As the hours passed, more people came. They stood near the tipple and mine office, quiet as Sunday church, sober as if they were at a hanging. Everyone spoke in hushed voices and their faces wore the same shell-shocked expressions of grief. Caroline knew she must look the same. Names of coal mine disasters haunted her. They haunted her thoughts, Upper Big Branch Mine, Sago, and the Darby Mine down in Harlan County, Kentucky. Her grandparents had talked about other disasters, Pond Creek back in 1940 when Granny’s oldest brother, Joshua, had lost his life in the mine. And Caroline remembered her great-grandmother, an ancient woman with gnarled, work-worn hands and wrinkled features who sang about Monongah, one of the worst mining accidents in history in 1907. Grandmammy’s daddy, grandpa, and two older brothers died there.
Fear clutched her guts and twisted them into knots.
I won’t think about the past. I’ll think about Neil. He’ll walk out on his own. He’s coming out of that mine if I have to fetch him myself.
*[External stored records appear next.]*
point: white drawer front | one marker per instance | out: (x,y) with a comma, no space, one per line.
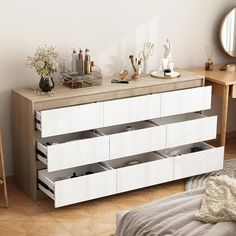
(143,175)
(85,188)
(131,109)
(137,142)
(78,153)
(71,119)
(65,190)
(184,101)
(198,163)
(191,131)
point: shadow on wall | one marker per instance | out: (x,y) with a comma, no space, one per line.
(132,43)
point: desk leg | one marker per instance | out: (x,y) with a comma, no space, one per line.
(225,103)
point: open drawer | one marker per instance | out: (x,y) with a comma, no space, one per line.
(93,181)
(195,159)
(135,138)
(73,150)
(185,101)
(188,128)
(132,109)
(150,169)
(69,119)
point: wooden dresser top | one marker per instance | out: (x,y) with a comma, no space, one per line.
(108,90)
(217,76)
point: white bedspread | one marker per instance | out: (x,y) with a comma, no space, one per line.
(219,200)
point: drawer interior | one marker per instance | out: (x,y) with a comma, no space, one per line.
(68,138)
(132,160)
(125,128)
(186,149)
(178,118)
(49,178)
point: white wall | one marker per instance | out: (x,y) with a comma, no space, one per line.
(112,29)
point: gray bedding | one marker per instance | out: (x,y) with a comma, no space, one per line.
(174,216)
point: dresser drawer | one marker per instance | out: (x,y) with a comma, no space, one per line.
(69,119)
(143,137)
(131,109)
(187,163)
(185,101)
(152,169)
(65,190)
(73,150)
(188,128)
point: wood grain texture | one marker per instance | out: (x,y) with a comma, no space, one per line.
(223,85)
(23,137)
(65,96)
(216,76)
(25,102)
(3,181)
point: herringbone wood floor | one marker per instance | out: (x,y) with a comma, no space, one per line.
(25,217)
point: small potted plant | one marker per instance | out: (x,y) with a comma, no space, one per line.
(45,62)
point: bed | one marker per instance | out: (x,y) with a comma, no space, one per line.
(174,215)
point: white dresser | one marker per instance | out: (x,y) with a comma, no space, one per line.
(98,133)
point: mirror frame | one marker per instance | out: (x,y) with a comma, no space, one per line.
(220,33)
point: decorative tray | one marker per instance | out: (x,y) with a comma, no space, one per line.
(74,80)
(160,75)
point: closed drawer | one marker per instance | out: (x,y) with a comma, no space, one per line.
(69,119)
(188,128)
(73,150)
(65,190)
(152,169)
(185,101)
(143,137)
(131,109)
(188,163)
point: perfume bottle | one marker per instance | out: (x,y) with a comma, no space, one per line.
(87,62)
(73,65)
(209,65)
(80,63)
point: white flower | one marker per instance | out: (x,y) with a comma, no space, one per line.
(39,65)
(45,61)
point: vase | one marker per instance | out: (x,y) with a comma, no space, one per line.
(46,84)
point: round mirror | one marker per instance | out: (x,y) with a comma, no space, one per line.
(228,33)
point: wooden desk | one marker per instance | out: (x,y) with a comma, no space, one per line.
(223,85)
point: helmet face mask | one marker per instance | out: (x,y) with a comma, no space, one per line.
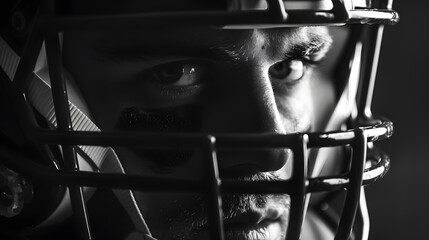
(229,106)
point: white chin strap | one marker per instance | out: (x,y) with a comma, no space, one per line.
(104,158)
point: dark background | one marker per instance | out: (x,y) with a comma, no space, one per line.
(399,204)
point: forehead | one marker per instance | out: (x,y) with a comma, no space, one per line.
(193,41)
(133,6)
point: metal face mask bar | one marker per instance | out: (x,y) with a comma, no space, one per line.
(239,14)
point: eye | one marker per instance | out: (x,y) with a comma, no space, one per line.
(177,74)
(287,71)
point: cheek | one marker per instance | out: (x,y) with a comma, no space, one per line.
(296,111)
She knew the emergency workers would never let her into the mine, but if she could, Caroline would be down there now, digging at the rubble with both hands, screaming Neil’s name.
As they waited, a few details emerged as one rescue team emerged from the bowels of the earth and another went down. There had been an explosion, probably caused by a methane gas build-up. No one knew why the detectors or alarms had failed to alert the crews. Rubble blocked one of the main tunnels and until the crews could dig through it, no one would know if there were survivors or how many.
At first, Caroline thought the miners would be found by noon, but when midday came and passed without any changes, despair crept over her hopes like an evening shadow. Although the sun continued shining and the sky remained a rich, deep blue, temperatures plunged, and by four o’clock, the wind blew hard with a definite chill.
“There’s a cold front coming in,” Will told her. “I’m taking Daddy home whether he wants to go or not. Do you want to go?”
She shook her head. “I’m staying until Neil comes out. I want to be here when he does.”
The look he shot her brimmed full with compassion and she knew Will was thinking about Neil’s dark thoughts. “It may be a while, Carrie, before we know.”
Caroline refused to imagine what they might know. She focused on Neil walking out of the mine in one piece. She worried, on top of everything else that his PTSD might flare in the stressful situation. Neil would live, though. Anything else remained unthinkable.
“It doesn’t matter. I’ll be here.”
Neil’s cousin put one hand on her shoulder, a gesture meant to offer comfort, but Caroline remained hollow inside. “Stay warm if you can. I’ll be back. Do you want anything?”
Neil. She wanted Neil, but Will couldn’t deliver him. “I can’t think of what it would be,” she told him. “But thank you.”
Caroline’s cell phone didn’t get much service between the mountains near the mine. She checked it several times, but the signal never lasted long enough to check messages or make a call. More news trucks appeared, many with satellite hookup, and motored to the front of the main mine entrance. A church van arrived and volunteers began handing out water bottles. Caroline accepted one, but she didn’t open it for a long time and when she did, she took a few small sips. Her throat ached with thirst but if she drank much, sooner or later she would need to find a restroom. Since Caroline didn’t fancy squatting in the weeds and she refused to leave, she planned to put it off as long as possible.
Deep in the valley, dark came down with a swift certainty. Although the last rays of sunshine were visible on the mountaintops, night arrived by five PM. The vapor lights around the tipple, mine entrance, and offices came on, pink and garish. Caroline surveyed the scene. More people had arrived and stood back from where she waited to the railroad tracks and beyond. A string of vehicles lined both sides of the road leading up to the mine. If she had wanted to leave, she doubted she could manage to extract her car.